A Tale of Six Africans/I am Baga, Nigeria.
In the wake of the Boko Haram atrocities, I returned to this blog entry, one of a few I've written about nations in Africa and their people. It was worth looking at it again, because I think that recognizing how we are more alike than different is a way to giving a damn. I also think we need to see good and positive and downright wonderful things about the 47 plus 6 island nations and its people. And I needed to remind myself not to wait until a movie is made or a memoir written to pay attention. This was written eight years ago, but I still resonates with me.
In January of last year [2007] I caught a cab home from work. As we drove along I listened to the talk show the cab driver had tuned into on the radio, it was one of those call-in shows, and the subject was homeland security. I don't remember exactly what was said, because I really wasn't listening too hard. But the driver was. After a few minutes of the men on the radio prattling on about whether our government should be allowed to wiretap American citizens, the cab driver, who was black, and I believe African (I could not read his name on his license, posted in the back, and which usually holds a clue to citizenship, but detected an African lilt to his speech), said, "I would like to call in."
"Why don't you?" I replied
"Because," he said, "I'm afraid they will start investigating me."
I couldn't believe it. I asked him how he thought they could do that if they didn't even know who he was, and he said something about tracing his cell phone. And I thought, what a crazy pass we've come to when a cab driver in New York City, or anywhere in the United States is afraid to call a radio show because he believes that our government might trace his phone, and open a file on him. Or worse.

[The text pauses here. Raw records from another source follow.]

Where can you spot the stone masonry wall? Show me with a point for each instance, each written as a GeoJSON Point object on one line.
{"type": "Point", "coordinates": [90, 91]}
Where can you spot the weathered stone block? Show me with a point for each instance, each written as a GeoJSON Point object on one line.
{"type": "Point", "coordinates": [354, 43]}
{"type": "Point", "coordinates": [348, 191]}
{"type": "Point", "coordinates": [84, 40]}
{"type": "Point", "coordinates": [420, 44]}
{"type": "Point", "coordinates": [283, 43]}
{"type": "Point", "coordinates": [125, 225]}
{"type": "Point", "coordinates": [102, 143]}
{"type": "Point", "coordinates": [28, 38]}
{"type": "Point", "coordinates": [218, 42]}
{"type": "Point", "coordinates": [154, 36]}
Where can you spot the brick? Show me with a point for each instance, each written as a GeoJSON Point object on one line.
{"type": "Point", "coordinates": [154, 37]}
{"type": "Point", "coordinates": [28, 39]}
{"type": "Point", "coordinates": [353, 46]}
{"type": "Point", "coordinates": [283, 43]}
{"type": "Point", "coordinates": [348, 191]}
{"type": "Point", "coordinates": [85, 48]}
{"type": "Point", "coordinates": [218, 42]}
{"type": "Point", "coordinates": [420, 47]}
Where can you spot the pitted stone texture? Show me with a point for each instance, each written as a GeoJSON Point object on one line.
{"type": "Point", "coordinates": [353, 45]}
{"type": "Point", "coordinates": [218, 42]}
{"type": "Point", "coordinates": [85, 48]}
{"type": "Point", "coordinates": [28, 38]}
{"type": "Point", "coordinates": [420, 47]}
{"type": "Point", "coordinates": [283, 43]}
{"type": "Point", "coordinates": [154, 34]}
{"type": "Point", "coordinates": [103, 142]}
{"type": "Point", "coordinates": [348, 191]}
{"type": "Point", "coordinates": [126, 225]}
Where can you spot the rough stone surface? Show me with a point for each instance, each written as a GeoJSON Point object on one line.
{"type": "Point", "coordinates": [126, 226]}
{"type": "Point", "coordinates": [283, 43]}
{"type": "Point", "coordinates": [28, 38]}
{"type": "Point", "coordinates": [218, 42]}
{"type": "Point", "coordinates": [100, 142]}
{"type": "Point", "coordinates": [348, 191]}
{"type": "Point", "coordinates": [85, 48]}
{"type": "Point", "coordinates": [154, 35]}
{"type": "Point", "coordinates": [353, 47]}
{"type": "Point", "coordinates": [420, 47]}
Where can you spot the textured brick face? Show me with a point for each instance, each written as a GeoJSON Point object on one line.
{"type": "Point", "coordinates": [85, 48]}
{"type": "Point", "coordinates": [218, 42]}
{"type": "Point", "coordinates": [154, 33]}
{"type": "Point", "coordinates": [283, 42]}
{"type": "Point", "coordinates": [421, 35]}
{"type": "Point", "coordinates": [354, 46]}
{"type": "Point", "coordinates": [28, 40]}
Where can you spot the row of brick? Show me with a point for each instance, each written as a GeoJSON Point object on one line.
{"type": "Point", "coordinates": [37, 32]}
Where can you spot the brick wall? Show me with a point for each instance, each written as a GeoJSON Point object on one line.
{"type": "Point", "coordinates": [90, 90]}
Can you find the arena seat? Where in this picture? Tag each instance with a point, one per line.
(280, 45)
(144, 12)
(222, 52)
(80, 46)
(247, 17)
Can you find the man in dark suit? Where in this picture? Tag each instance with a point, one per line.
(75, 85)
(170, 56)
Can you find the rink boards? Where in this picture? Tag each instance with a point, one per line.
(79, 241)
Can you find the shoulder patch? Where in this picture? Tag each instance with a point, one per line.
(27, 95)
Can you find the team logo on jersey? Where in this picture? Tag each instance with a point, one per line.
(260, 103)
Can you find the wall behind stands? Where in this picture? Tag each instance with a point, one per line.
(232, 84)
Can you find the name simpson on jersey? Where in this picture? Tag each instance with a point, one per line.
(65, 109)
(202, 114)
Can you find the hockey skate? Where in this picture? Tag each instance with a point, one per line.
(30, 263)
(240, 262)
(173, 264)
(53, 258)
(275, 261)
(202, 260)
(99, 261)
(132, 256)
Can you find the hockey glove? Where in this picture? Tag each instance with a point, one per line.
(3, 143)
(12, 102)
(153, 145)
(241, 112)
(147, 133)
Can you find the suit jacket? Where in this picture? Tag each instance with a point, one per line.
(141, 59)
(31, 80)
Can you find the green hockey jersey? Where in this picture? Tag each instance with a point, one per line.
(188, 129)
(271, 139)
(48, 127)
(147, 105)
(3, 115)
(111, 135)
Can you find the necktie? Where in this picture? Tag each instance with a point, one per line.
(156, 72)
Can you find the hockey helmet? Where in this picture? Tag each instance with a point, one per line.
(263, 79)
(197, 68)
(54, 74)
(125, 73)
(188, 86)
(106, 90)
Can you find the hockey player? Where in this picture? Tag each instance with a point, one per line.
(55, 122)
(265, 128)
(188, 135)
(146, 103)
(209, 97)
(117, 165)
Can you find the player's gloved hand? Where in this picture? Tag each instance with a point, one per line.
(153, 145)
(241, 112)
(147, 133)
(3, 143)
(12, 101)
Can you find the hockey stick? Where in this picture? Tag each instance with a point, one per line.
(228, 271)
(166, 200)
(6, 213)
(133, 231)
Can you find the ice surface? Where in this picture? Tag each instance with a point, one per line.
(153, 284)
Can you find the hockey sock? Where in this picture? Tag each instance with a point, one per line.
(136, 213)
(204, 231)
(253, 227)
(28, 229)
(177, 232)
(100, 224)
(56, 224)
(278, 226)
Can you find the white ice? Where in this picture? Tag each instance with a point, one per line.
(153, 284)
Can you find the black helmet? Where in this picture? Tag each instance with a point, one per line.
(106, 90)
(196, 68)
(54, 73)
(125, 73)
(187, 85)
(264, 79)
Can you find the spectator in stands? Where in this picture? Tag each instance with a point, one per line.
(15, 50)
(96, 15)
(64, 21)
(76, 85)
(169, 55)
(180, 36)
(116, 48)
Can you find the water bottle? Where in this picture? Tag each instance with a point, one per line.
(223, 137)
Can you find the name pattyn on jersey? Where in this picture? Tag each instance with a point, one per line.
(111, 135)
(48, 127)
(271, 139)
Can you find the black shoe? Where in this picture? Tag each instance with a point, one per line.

And then I said, "You call in anyway. The last time I looked around, we still had a democracy, and the right to free speech and our opinions. If you stay silent, then you will not be heard, and you will not be counted. Have courage, or get some quick." I don’t know if the driver ever took my advice. He did smile at me, but his expression led me to believe he was only half-convinced by what I told him.
A month later, I was traveling to Chicago on business. I caught a taxi into the city. The cabdriver was Nigerian. He told me this before I could ask. He also told me he had a master’s degree in computer engineering and worked part-time building computers when he was not driving a cab. he said he loved Nigeria but that it had bad leadership, which had led the country astray. We got caught in a traffic jam, and during the time it took us to get from the airport to my hotel, he told me how funny Americans can be with their misconceptions of Africa. In all seriousness a passenger once asked Kofi—that was his name—if it was difficult to live in a hut. He responded by saying, quite solemnly, that his family actually lived in trees—that his mother had one tree, his father had another tree, and when Kofi wanted to visit one or the other, he jumped from tree to tree. The man believed him for a minute. In fact, Kofi is from Lagos, the capital of Nigeria, a city as congested and modern as any in the United States. Kofi told me that other passengers had asked him why he was in the United States. His answer? “I came to America to enjoy the fruits of the labor of my ancestors.”
Wow!
Kofi came to mind a couple of weeks ago when I was on the campus of my alma mater, Rutgers University. Our magazine put together a moving museum, an 18-wheeler outfitted to promote the magazine, but also, simply put, to bring black history to the people. A young black man entered the trailer and was watching clips that we were showing from African-American Lives Pt. 2, the series created by Prof. Henry Louis Gates, Jr., in which he traces the ancestry of prominent black folks. I watched part of it with him and we began to chat. He told me he was first generation African from Ghana, but had become a United States citizen. He had been thinking a lot about the Africans who were brought here as slaves so long ago. It hadn’t occurred to him until recently that he might be related to people who long ago became African-Americans. It was quite possible, and with more and more advanced DNA tests, even possible to prove. He liked the idea, and so did I.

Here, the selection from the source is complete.